Charlotte Delbo

Résistante, déportée et écrivaine française

© Archives privées Dany Delbo
© Archives privées Dany Delbo

Née le 10 août 1913, à Vigneux-sur-Seine, décédée le 1er mars 1985 à Paris, à l’âge de 71 ans.


Le 24 janvier 1943, au petit jour, un train aux wagons plombés quitte la gare de Compiègne. 230 femmes sont parquées dans les derniers wagons. Ce sont toutes des résistantes françaises, quelques gaullistes et beaucoup de militantes communistes, raflées par la police française au printemps 1942. Parmi elles, quelques noms déjà célèbres, Danielle Casanova ou Marie-Claude Vaillant-Couturier, figures du Parti communiste français. Mais également tant d’inconnues… Parmi elles, Charlotte Delbo. Celle qui rapportera leurs paroles.

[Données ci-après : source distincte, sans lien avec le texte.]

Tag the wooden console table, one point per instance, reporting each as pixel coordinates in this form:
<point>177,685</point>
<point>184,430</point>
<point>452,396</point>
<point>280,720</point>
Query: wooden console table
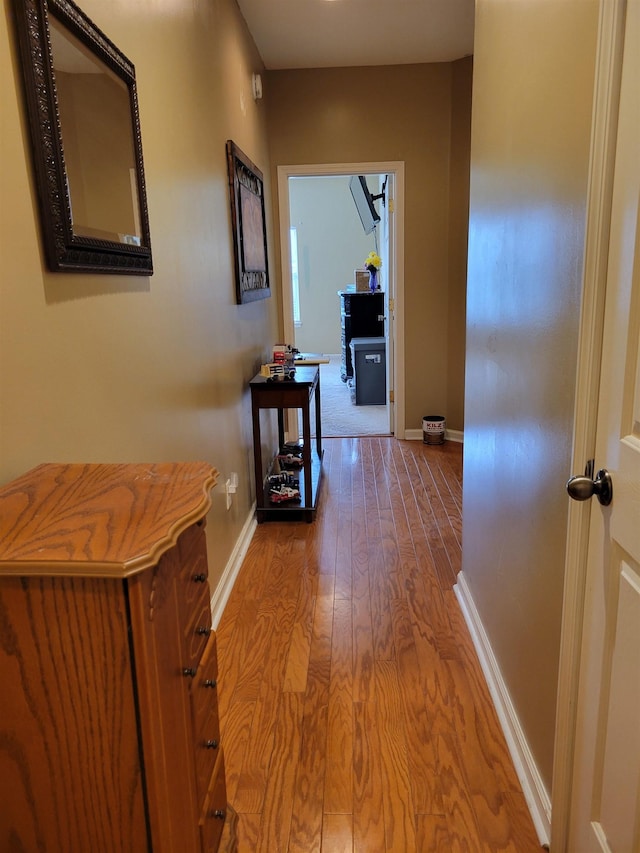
<point>294,393</point>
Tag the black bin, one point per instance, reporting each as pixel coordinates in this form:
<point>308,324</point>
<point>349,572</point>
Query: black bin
<point>368,356</point>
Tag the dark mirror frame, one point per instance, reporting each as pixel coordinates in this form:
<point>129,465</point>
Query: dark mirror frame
<point>64,250</point>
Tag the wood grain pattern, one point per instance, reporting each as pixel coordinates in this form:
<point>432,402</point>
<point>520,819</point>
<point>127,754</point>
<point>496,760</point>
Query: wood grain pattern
<point>348,680</point>
<point>45,725</point>
<point>103,520</point>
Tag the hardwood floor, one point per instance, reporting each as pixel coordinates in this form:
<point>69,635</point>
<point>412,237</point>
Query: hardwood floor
<point>355,716</point>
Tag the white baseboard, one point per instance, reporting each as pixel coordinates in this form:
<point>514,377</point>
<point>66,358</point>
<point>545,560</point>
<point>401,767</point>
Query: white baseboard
<point>222,592</point>
<point>449,434</point>
<point>536,795</point>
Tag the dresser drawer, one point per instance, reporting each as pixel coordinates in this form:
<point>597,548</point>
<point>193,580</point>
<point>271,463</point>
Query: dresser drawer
<point>215,809</point>
<point>204,692</point>
<point>206,723</point>
<point>197,631</point>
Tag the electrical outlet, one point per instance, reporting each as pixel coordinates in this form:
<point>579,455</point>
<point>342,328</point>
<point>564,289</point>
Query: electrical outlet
<point>230,488</point>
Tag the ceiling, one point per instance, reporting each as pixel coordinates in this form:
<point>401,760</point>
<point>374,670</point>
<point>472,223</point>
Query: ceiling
<point>337,33</point>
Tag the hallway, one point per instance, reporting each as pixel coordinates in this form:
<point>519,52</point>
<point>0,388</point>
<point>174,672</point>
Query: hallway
<point>354,713</point>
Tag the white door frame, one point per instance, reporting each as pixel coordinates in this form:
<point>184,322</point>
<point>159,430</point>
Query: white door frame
<point>395,325</point>
<point>602,161</point>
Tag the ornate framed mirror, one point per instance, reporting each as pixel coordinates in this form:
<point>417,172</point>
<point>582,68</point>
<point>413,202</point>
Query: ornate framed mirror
<point>82,106</point>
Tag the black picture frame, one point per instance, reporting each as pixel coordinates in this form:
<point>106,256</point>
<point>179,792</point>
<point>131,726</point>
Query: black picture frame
<point>67,247</point>
<point>246,194</point>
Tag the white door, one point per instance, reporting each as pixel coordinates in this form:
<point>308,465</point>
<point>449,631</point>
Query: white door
<point>605,799</point>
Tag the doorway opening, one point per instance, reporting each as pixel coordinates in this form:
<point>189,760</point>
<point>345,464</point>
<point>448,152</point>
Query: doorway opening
<point>322,244</point>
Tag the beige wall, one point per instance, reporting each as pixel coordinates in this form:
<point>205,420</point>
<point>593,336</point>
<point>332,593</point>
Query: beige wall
<point>351,115</point>
<point>105,368</point>
<point>532,94</point>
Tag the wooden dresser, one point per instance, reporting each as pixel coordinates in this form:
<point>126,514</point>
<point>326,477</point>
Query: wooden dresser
<point>109,731</point>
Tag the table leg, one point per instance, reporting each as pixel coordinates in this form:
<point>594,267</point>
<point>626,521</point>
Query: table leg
<point>318,418</point>
<point>257,459</point>
<point>306,454</point>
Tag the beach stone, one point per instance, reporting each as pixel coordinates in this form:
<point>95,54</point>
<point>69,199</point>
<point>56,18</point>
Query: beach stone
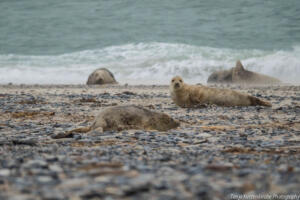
<point>101,76</point>
<point>133,117</point>
<point>4,172</point>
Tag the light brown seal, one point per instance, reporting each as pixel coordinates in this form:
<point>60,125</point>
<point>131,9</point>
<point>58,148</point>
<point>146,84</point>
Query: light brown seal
<point>101,76</point>
<point>125,117</point>
<point>239,75</point>
<point>133,117</point>
<point>188,96</point>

Charlotte Delbo est née le 10 août 1913, à Vigneux-sur-Seine (Seine-et-Oise) d’une famille d’immigrés italiens. Sténo-dactylo bilingue en anglais, dans le Paris des années 30, elle fait la connaissance d’Henri Lefebvre qui l’introduit auprès d’un groupe de jeunes philosophes qui réfléchissent autour de Georges Politzer et Paul Nizan. A leurs côtés, elle découvre le marxisme et rejoint les Jeunesses Communistes en 1934. Sur les bancs de l’Université ouvrière, elle fait la connaissance de son futur mari, Georges Dudach, fervent militant communiste.

 

À partir de 1937, elle devient la secrétaire de Louis Jouvet, notamment chargée de prendre en sténo et de reconstituer les cours qu’il donne aux étudiants du Conservatoire. En 1940, après l’arrivée des Allemands à Paris, les limites imposées par les occupants deviennent insupportables à Jouvet qui décide d’emmener la troupe de l’Athénée en tournée en Amérique latine. Charlotte Delbo l’accompagne un temps mais, en septembre 1941, elle décide de rentrer en France rejoindre son mari et leurs amis entrés dans la clandestinité. Rattachée au réseau Politzer, Delbo est officiellement chargée de l’écoute de Radio Londres et Radio Moscou, de la dactylographie des tracts et revues.

 

Le 2 mars 1942, ils tombent dans un vaste coup de filet de la police française qui décapite le mouvement intellectuel clandestin du PCF. Le 23 mai 1942, Georges Dudach est fusillé au Mont Valérien. Charlotte Delbo, elle, est déportée à Auschwitz par le convoi du 24 janvier 1943. De janvier à août 1943, elle voit ses compagnes tomber, les unes après les autres mais survit à l’épidémie de typhus qui les décime. Elle est envoyée dans un camp annexe de Birkenau, Rajsko, puis transférée à Ravensbrück. Elle y restera jusqu’à sa libération par la Croix Rouge Internationale, le 23 avril 1945. Des 230 passagères du Convoi du 24 janvier, seules 49 auront survécu.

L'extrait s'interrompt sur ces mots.